Field notes from a macOS AI agent

Three labs shipped new models in 2026. Which ones can your Mac app actually run?

Gemini, Claude, and Qwen each had a busy 2026. Every guide on this is a release calendar or a benchmark board: a list of version numbers and scores. That tells you a model exists. It does not tell you whether the tool you run can use it. For a Mac app built on Claude Code, the answer splits three ways, and the split has nothing to do with which model is best. It has to do with one protocol.

ANTHROPIC_BASE_URLACP bridgemacOS 14+verified 2026-05-17

Matthew Diakonov, Written with AI

Published May 17, 202610 min read

Direct answer · verified May 2026

In 2026 Anthropic shipped Claude Opus 4.6 and Sonnet 4.6 in February and Claude Opus 4.7 on April 16. Google shipped Gemini 3.1 and the open-weight Gemma 4, with another Gemini model expected at I/O in May. Alibaba shipped the Qwen 3.5 and Qwen 3.6 families. If you run a Claude Code based Mac app, only Claude models drop in for free. GPT runs through a bundled Codex backend. Gemini and Qwen need an Anthropic-API-compatible gateway in front of them, because a raw Gemini or OpenAI key will not work directly.

Sources for the release facts: anthropic.com/news, the Gemini API changelog, and the Qwen 3.6 repository.
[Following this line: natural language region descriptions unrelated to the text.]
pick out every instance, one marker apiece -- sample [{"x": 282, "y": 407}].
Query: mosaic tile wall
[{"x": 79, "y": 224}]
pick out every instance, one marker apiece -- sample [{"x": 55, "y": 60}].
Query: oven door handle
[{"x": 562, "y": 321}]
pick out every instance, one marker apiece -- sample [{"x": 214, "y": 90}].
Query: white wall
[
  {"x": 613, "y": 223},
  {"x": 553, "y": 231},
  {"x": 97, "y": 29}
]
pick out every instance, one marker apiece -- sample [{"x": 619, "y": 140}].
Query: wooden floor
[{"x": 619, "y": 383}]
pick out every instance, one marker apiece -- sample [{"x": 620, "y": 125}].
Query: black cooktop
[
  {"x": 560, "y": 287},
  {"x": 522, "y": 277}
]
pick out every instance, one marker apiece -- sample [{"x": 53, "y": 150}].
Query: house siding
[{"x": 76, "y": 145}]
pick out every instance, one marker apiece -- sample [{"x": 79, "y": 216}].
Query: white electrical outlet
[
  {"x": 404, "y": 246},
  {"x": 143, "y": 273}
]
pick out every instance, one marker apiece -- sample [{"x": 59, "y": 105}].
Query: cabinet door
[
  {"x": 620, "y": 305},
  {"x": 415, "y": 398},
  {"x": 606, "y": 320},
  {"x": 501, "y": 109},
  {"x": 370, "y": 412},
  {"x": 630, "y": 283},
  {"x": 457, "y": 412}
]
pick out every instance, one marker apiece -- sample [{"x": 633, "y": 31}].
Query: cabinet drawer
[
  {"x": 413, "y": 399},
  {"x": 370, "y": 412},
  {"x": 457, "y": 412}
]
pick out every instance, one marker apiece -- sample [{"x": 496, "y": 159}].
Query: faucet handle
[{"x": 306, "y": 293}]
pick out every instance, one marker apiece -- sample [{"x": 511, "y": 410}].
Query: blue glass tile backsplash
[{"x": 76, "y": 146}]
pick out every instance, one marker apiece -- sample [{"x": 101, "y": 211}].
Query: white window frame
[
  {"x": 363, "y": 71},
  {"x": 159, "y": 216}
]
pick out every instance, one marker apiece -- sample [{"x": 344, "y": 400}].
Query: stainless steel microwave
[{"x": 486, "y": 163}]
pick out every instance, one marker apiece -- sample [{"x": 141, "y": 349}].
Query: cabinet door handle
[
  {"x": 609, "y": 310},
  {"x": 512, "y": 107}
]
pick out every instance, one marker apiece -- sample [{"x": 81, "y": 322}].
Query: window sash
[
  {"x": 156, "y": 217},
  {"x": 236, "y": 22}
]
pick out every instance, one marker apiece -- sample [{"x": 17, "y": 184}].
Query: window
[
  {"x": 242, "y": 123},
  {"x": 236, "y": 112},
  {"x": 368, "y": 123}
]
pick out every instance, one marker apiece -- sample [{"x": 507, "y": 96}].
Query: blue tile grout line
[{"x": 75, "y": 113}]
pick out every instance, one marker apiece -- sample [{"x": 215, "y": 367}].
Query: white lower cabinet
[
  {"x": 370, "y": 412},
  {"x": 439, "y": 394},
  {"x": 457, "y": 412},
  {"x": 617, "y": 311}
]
The roundup, and the column the calendars leave out

Here is the 2026 release picture for the three labs people search for together. The first two columns are what every release calendar gives you. The third is the one that decides whether you can use any of it from a desktop agent today.

Lab and family	What shipped in 2026	Reaches a Claude Code Mac app via
Claude Anthropic	Claude Opus 4.6 and Claude Sonnet 4.6 in February; Claude Opus 4.7 on April 16. A 1 million token context window is in beta on Opus and Sonnet.	Native It is the agent loop. New Claude tiers appear in the picker on the next session, no app update.
Gemini Google	Gemini 3.1 Pro in February; Gemini 3.1 Flash-Lite to developers in March; the open-weight Gemma 4 in April. A further Gemini model is expected at Google I/O in May 2026.	Gateway only Reachable, but only behind a proxy that translates the Anthropic API format. A raw Gemini key does not work.
Qwen Alibaba	The Qwen 3.5 family in February; the Qwen 3.6 family, including Qwen 3.6-Plus and Qwen 3.6-Max-Preview, in April. Parts of the lineup are Apache 2.0 open weights.	Gateway, or local Same gateway requirement, or serve the open weights on your own Mac behind an Anthropic-format shim.

The release facts move week to week, so a static page is not where you track them. Public registries stay current. The durable part of this page is the third column: why a model that exists is not automatically a model your tool can run.

Why the answer splits three ways

Fazm is a native macOS app, and its agent is Claude Code, wrapped through the agent client protocol. Claude Code talks to a model in exactly one wire format: the Anthropic API. That one fact is the whole story. A model is easy to reach if it already speaks that format, and it takes a translation layer if it does not. The four model families people care about in 2026 fall on different sides of that line.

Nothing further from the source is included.